KISS is those four guys in costumes that blow shit up on stage, and pretend not to serve the DEVIL but secretly do so in secret.
KISS, as everyone who hasn't been polluted by the devil's smooth, sexual touch knows, stands for "Knights in Satan's Service" (or, possibly, "Knights in Service to Satan"), and subsists entirely on a mix of dangerous, illegal drugs*, baby's blood, and pure, unrefined liquid Satan.
A lesser known FACT is that KISS is the most BLASPHOMILICIOUS band of all time, worth at least 1000 mega-Rowlings (the prefered measure of pure evil, one Rowling being something equally as demented and twisted as Harry Potter, a million mega-Rowlings being approximately as evil as holding hands in public/showing skin below the neck line).
How then, did this SATANIC SUPERGROUP form?

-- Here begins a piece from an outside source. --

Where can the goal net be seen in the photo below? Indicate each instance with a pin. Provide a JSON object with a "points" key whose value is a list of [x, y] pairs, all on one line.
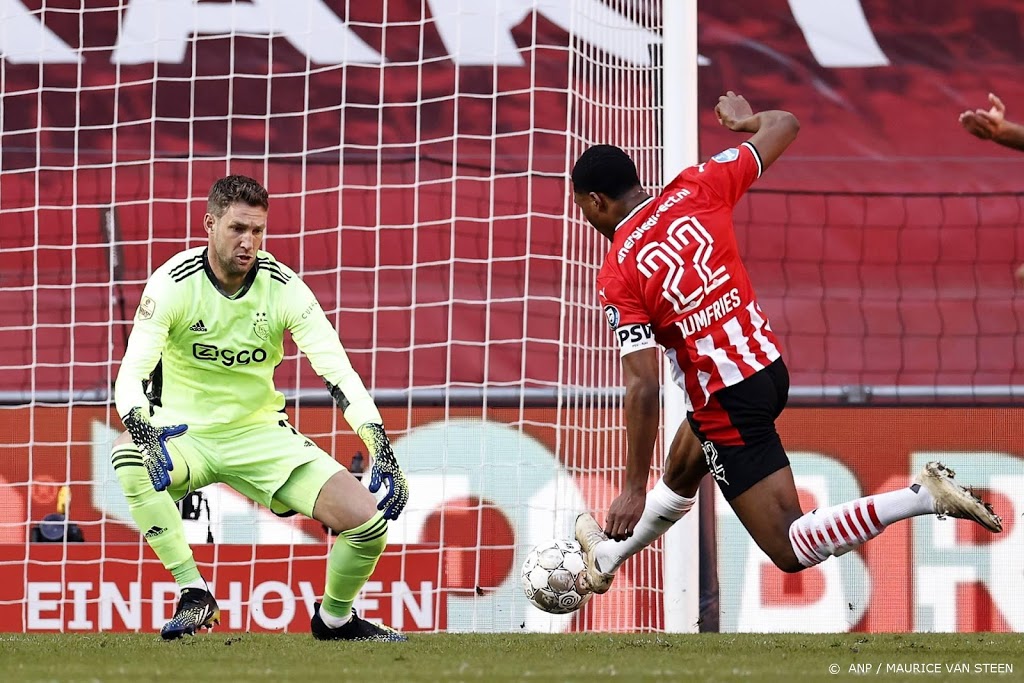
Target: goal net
{"points": [[417, 157]]}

Consider the evidence:
1. Gene Simmons has a giant tongue.
2. Gene Simmons dresses up like a demon
4. Rock music is LITERALLY the DEVIL
The only logical, sane conclusion therefore is:
Rock music, which is LITERALLY the DEVIL, spawned GENE SIMMONS himself who later raised other demons or KIDNAPPED innocent musicians and by SPEAKING BACKWARDS brainwashed them into becoming his SATANIC MINIONS (in Satan's service).
Also, seriously, Catman? The Fox? Starchild?
I dunno if there's any more DAMNING EVIDENCE, there's something seriously wrong with that.
*This is an assumption, don't all EVIL muscians suck drugs?
See the wikipedia page, even though it's full of lies and deceit and I didn't read
any, most the unimportants parts of it. I'd link to it, but I don't even want to INDIRECTLY corrupt the RESPLENDANT PURITY of this TOPIC PAGE.
I think they live in Detroit, or something? Where they spend time destroying things with explosions (mostly the innocent). I'm pretty sure they're responsible for every evil to ever befall anyone ever, and would change the wikipedia page to reflect that fact if they hadn't banned me years ago for
my constant, insane and politically insensitive edits political reasons.